Le tissu adipeux, organe de stockage des graisses, possède des cellules capables de se différencier en cellules musculaires. Injectées à des souris, elles ont permis de réparer leurs muscles déficients.
Encombrant, disgracieux pour certains, le tissu graisseux finirait-il par avoir une utilité thérapeutique ? C'est ce que semble confirmer la récente découverte d'équipes françaises. Christian Dani et Gérard Ailhaud, équipes mixtes Inserm-CNRS à Nice, ont réussi à isoler dans le tissu adipeux une population de cellules souches aux capacités étonnantes [1]. Précurseurs des adipocytes, ces cellules ont été capables de se différencier en cellules musculaires, une fois cultivées in vitro.

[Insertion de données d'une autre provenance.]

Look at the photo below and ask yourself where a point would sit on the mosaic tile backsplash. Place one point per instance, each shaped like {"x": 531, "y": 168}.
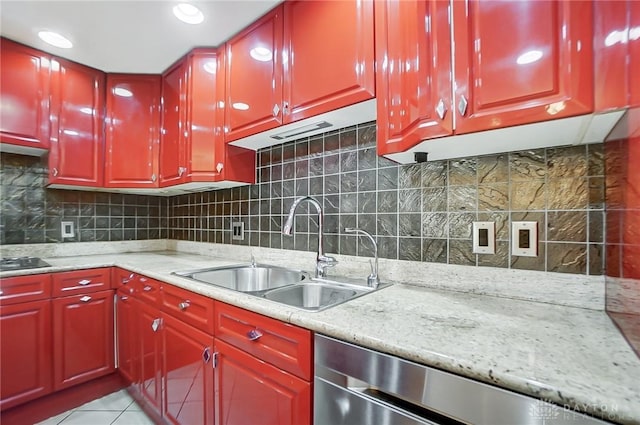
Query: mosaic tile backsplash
{"x": 30, "y": 213}
{"x": 420, "y": 212}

Les équipes niçoises ont ensuite injecté ces cellules souches appelées hMADS (pour « Human Multipotent Adipose Derived Stem cells ») dans le muscle de souris modèles pour la myopathie de Duchenne. Cette maladie génétique est liée à l'absence d'expression de la dystrophine, une protéine indispensable au bon fonctionnement du muscle. Résultat : « Dix jours après la greffe, ces cellules souches ont donné naissance à des cellules musculaires fonctionnant normalement », explique Christian Dani. En effet, plus de 50 % des fibres musculaires des rongeurs ont exprimé la dystrophine.
Aucune réaction immunologique n'a par ailleurs été observée contre ces cellules humaines, ni contre la dystrophine, alors même que les souris n'étaient pas sous immunosuppresseurs. Pour les chercheurs, cette absence de réaction s'expliquerait par le fait que ces cellules hMADS ont été récupérées chez des enfants et qu'elles n'expriment donc que faiblement les antigènes d'histocompatibilité responsables du phénomène de rejet de greffe. Reste à savoir si de telles cellules sont encore présentes dans le tissu adipeux d'adultes, où il serait éthiquement plus facile de les récupérer. Si cette hypothèse est confirmée, ces cellules pourraient être prélevées chez des sujets sains pour être ensuite implantées chez des patients atteints de maladies musculaires.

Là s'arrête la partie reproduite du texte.